Scientists, however, aren’t jumping to conclusions yet. So far, there is the only case that can be presented as evidence to support this claim, and data interpretation, in this case, is tricky since the individual had a brain injury and had epileptic attacks. The researchers would like to observe more such cases before arriving at conclusions.
But your very own brain replaying some of the loveliest memories of life, as it takes away your life force? There are worse outcomes than that.
The study was published this week in the journal Frontiers in Aging Neuroscience.

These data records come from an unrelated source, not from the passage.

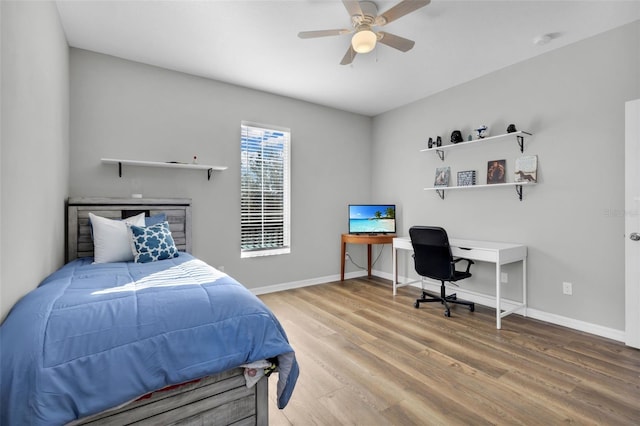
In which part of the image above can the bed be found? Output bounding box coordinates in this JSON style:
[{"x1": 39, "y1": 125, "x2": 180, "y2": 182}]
[{"x1": 0, "y1": 198, "x2": 299, "y2": 425}]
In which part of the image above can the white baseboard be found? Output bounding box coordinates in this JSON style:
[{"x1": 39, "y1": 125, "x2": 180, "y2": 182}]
[
  {"x1": 250, "y1": 270, "x2": 626, "y2": 342},
  {"x1": 249, "y1": 271, "x2": 367, "y2": 296}
]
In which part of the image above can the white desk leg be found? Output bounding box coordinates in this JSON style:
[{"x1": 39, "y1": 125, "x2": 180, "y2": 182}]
[
  {"x1": 391, "y1": 246, "x2": 398, "y2": 296},
  {"x1": 496, "y1": 262, "x2": 502, "y2": 330},
  {"x1": 522, "y1": 257, "x2": 527, "y2": 317}
]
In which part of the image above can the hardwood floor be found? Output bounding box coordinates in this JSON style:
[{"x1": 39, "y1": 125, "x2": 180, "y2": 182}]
[{"x1": 260, "y1": 278, "x2": 640, "y2": 425}]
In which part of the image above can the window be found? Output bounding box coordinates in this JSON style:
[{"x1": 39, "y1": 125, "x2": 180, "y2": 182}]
[{"x1": 240, "y1": 121, "x2": 291, "y2": 257}]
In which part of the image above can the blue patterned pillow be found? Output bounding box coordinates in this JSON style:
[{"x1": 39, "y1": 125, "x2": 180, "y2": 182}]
[{"x1": 130, "y1": 222, "x2": 178, "y2": 263}]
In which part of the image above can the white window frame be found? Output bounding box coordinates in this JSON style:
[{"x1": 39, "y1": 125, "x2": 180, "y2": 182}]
[{"x1": 240, "y1": 121, "x2": 291, "y2": 258}]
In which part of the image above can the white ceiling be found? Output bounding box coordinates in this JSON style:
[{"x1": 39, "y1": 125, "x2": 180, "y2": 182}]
[{"x1": 57, "y1": 0, "x2": 640, "y2": 116}]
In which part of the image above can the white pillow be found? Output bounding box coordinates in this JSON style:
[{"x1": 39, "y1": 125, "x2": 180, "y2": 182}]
[{"x1": 89, "y1": 213, "x2": 144, "y2": 263}]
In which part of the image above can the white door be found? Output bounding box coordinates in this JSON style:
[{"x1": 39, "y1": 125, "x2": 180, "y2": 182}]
[{"x1": 624, "y1": 99, "x2": 640, "y2": 348}]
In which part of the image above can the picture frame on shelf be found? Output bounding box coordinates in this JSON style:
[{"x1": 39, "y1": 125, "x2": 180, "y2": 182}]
[
  {"x1": 458, "y1": 170, "x2": 476, "y2": 186},
  {"x1": 487, "y1": 160, "x2": 507, "y2": 185},
  {"x1": 433, "y1": 166, "x2": 451, "y2": 187}
]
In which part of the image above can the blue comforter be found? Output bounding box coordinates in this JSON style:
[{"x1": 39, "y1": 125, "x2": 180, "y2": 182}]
[{"x1": 0, "y1": 253, "x2": 298, "y2": 426}]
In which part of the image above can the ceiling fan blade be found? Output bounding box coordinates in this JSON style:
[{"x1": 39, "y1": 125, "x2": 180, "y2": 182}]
[
  {"x1": 378, "y1": 31, "x2": 416, "y2": 52},
  {"x1": 298, "y1": 29, "x2": 352, "y2": 38},
  {"x1": 342, "y1": 0, "x2": 363, "y2": 16},
  {"x1": 340, "y1": 44, "x2": 358, "y2": 65},
  {"x1": 376, "y1": 0, "x2": 431, "y2": 26}
]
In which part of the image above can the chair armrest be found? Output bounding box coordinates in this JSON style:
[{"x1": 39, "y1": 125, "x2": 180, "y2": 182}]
[{"x1": 453, "y1": 257, "x2": 475, "y2": 273}]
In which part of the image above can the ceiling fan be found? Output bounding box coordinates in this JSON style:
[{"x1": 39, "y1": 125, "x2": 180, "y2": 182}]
[{"x1": 298, "y1": 0, "x2": 431, "y2": 65}]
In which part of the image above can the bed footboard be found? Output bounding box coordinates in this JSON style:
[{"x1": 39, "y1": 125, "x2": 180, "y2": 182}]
[{"x1": 68, "y1": 368, "x2": 269, "y2": 426}]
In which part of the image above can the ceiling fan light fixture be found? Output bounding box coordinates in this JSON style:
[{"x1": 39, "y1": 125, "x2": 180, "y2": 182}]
[{"x1": 351, "y1": 28, "x2": 378, "y2": 53}]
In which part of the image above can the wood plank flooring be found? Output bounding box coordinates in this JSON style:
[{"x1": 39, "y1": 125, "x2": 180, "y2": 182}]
[{"x1": 260, "y1": 277, "x2": 640, "y2": 426}]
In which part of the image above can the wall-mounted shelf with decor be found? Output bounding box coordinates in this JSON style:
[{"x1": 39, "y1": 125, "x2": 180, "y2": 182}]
[
  {"x1": 424, "y1": 182, "x2": 536, "y2": 201},
  {"x1": 101, "y1": 158, "x2": 227, "y2": 180},
  {"x1": 420, "y1": 130, "x2": 532, "y2": 161}
]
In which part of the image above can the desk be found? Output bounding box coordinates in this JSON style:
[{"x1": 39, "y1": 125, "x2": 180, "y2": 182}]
[
  {"x1": 340, "y1": 234, "x2": 395, "y2": 281},
  {"x1": 392, "y1": 237, "x2": 527, "y2": 329}
]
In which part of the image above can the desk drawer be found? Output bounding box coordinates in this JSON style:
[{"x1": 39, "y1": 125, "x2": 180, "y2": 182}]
[{"x1": 451, "y1": 247, "x2": 497, "y2": 262}]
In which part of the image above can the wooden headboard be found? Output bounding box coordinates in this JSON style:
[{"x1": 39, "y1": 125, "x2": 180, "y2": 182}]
[{"x1": 66, "y1": 198, "x2": 191, "y2": 262}]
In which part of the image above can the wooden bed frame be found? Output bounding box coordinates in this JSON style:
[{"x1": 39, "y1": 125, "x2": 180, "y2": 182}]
[{"x1": 66, "y1": 198, "x2": 269, "y2": 426}]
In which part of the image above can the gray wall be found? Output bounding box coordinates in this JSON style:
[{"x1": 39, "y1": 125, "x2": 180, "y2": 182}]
[
  {"x1": 372, "y1": 22, "x2": 640, "y2": 330},
  {"x1": 70, "y1": 49, "x2": 371, "y2": 288},
  {"x1": 0, "y1": 1, "x2": 69, "y2": 321}
]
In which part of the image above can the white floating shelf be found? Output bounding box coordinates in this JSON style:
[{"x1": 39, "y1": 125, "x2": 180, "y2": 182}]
[
  {"x1": 420, "y1": 130, "x2": 532, "y2": 161},
  {"x1": 100, "y1": 158, "x2": 227, "y2": 180},
  {"x1": 424, "y1": 182, "x2": 537, "y2": 201}
]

Study Abstract: The neurophysiological footprint of brain activity after cardiac arrest and during near-death experience (NDE) is not well understood. Although a hypoactive state of brain activity has been assumed, experimental animal studies have shown increased activity after cardiac arrest, particularly in the gamma-band, resulting from hypercapnia prior to and cessation of cerebral blood flow after cardiac arrest. No study has yet investigated this matter in humans. Here, we present continuous electroencephalography (EEG) recording from a dying human brain, obtained from an 87-year-old patient undergoing cardiac arrest after traumatic subdural hematoma. An increase of absolute power in gamma activity in the narrow and broad bands and a decrease in theta power is seen after suppression of bilateral hemispheric responses. After cardiac arrest, delta, beta, alpha and gamma power were decreased but a higher percentage of relative gamma power was observed when compared to the interictal interval. Cross-frequency coupling revealed modulation of left-hemispheric gamma activity by alpha and theta rhythms across all windows, even after cessation of cerebral blood flow. The strongest coupling is observed for narrow- and broad-band gamma activity by the alpha waves during left-sided suppression and after cardiac arrest. Albeit the influence of neuronal injury and swelling, our data provide the first evidence from the dying human brain in a non-experimental, real-life acute care clinical setting and advocate that the human brain may possess the capability to generate coordinated activity during the near-death period.